Монахи вышли, а князь неподвижными, широко открытыми глазами, словно потеряв все мысли и чувства, смотрел на порозовевшую полосу света и слушал, как, просыпаясь, шумит монастырь. Вдруг из-за дверей, где стража стоит, до него ясно донеслась громкая татарская речь.
— Царевичи говорят, — услышал он, — что Москва богаче всей Золотой Орды и князя своего любит, а князь храбр и бьется, как барс. Они согласны на окуп.
— А что вот Улу-Махмет скажет, — ответил другой голос, — сердит он на князя московского…
Звон колоколов к ранней обедне заглушил слова говоривших. Василий Васильевич, чувствуя себя лучше после перевязки, медленно поднялся и встал на колени.
Помогая себе здоровой левой рукой, он поднял правую и перекрестился на икону, висевшую в углу кельи.
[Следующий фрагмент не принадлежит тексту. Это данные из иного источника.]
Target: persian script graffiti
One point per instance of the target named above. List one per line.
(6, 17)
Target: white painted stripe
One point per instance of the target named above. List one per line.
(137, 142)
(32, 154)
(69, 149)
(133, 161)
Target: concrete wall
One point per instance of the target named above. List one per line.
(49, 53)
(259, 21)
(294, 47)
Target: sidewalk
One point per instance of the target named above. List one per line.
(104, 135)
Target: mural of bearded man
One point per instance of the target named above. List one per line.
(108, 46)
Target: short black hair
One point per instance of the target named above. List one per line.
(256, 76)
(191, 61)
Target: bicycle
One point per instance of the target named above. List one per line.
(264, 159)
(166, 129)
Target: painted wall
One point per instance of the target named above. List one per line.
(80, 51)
Потом, обливаясь слезами, распростерся ниц и в скорби великой, с рыданием, воззвал:
— Милосердия двери отверзи нам, благословенная богородице, надеющиеся на тя да не погибнем, но да избавимся тобою от бед: ты еси спасение рода христианского!
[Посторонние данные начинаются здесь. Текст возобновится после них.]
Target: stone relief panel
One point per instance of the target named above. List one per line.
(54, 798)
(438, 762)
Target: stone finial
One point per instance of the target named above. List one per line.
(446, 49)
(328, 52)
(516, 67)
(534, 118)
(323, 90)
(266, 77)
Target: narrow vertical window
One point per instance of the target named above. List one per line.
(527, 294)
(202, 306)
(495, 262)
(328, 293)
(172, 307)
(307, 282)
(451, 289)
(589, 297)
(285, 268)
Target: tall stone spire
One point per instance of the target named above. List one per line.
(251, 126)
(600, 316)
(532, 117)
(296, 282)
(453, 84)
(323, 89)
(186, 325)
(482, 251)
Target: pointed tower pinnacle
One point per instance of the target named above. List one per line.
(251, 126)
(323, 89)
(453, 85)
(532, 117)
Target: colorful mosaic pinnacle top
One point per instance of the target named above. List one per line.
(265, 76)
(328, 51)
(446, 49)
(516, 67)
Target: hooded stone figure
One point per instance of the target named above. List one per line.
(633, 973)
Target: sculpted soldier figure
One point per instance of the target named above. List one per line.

Успокаиваясь, услышал князь великие рыдания рядом с собой и, подняв голову, увидел распростертого князя верейского, Михаила Андреевича, брата своего двоюродного.
— Брате любезный, — сказал Василий Васильевич с тоскою, — оба мы с тобой пьем теперь от горькой желчи, от плена татарского! Будем же настоящими братьями да николи зла друг против друга не помыслим!
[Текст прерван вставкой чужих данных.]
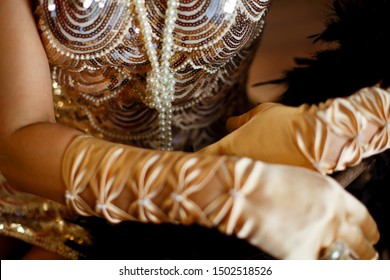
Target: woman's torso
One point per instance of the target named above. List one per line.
(100, 65)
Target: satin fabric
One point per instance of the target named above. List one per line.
(267, 205)
(329, 137)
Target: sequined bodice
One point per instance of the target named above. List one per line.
(99, 65)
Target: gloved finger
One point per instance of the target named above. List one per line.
(358, 214)
(213, 149)
(234, 123)
(356, 242)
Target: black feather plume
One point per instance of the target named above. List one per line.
(359, 31)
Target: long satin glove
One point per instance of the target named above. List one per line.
(289, 212)
(327, 138)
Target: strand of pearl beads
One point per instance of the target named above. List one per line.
(160, 88)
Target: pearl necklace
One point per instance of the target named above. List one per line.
(160, 87)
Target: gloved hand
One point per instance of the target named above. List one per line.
(327, 138)
(289, 212)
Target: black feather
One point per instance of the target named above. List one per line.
(358, 33)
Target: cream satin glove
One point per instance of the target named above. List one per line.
(289, 212)
(327, 138)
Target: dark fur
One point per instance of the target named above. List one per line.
(359, 33)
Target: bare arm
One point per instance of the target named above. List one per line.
(31, 143)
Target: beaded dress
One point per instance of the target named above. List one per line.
(100, 65)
— Истинно, брате мой старшой, — ответил князь Михаил, — как крест тобе и сыну твоему целовал, так и буду верен до конца живота своего. Ведь отец Шемяки-то, царство ему небесное, когда Москву взял, силой меня за собя крест целовать принудил! Шемяки же ты бойся…
— Знаю, — перебил его Василий Васильевич и продолжал властно: — Дам татарам, какой хотят, окуп и за собя и за тобя… Матерь моя опустила уж мне в яму сию конец веревки. Вылезем, брате. Будешь верен мне, многие льготы получишь от дани татарской, и добавлю тобе волостей в Заозерье…
— Вышгород бы мне, брате, — нерешительно попросил князь Михаил, но великий князь продолжал сурово, будто и не слышал его просьбы:
— Ныне нам ина гребта-забота. В Золотой Орде яз, еще малолетний, видел, как верный тогда слуга нам Всеволожский Иван Митрич подарками да посулами, поклонами да прелестью всякой утвердил за мной великокняжий стол…[18]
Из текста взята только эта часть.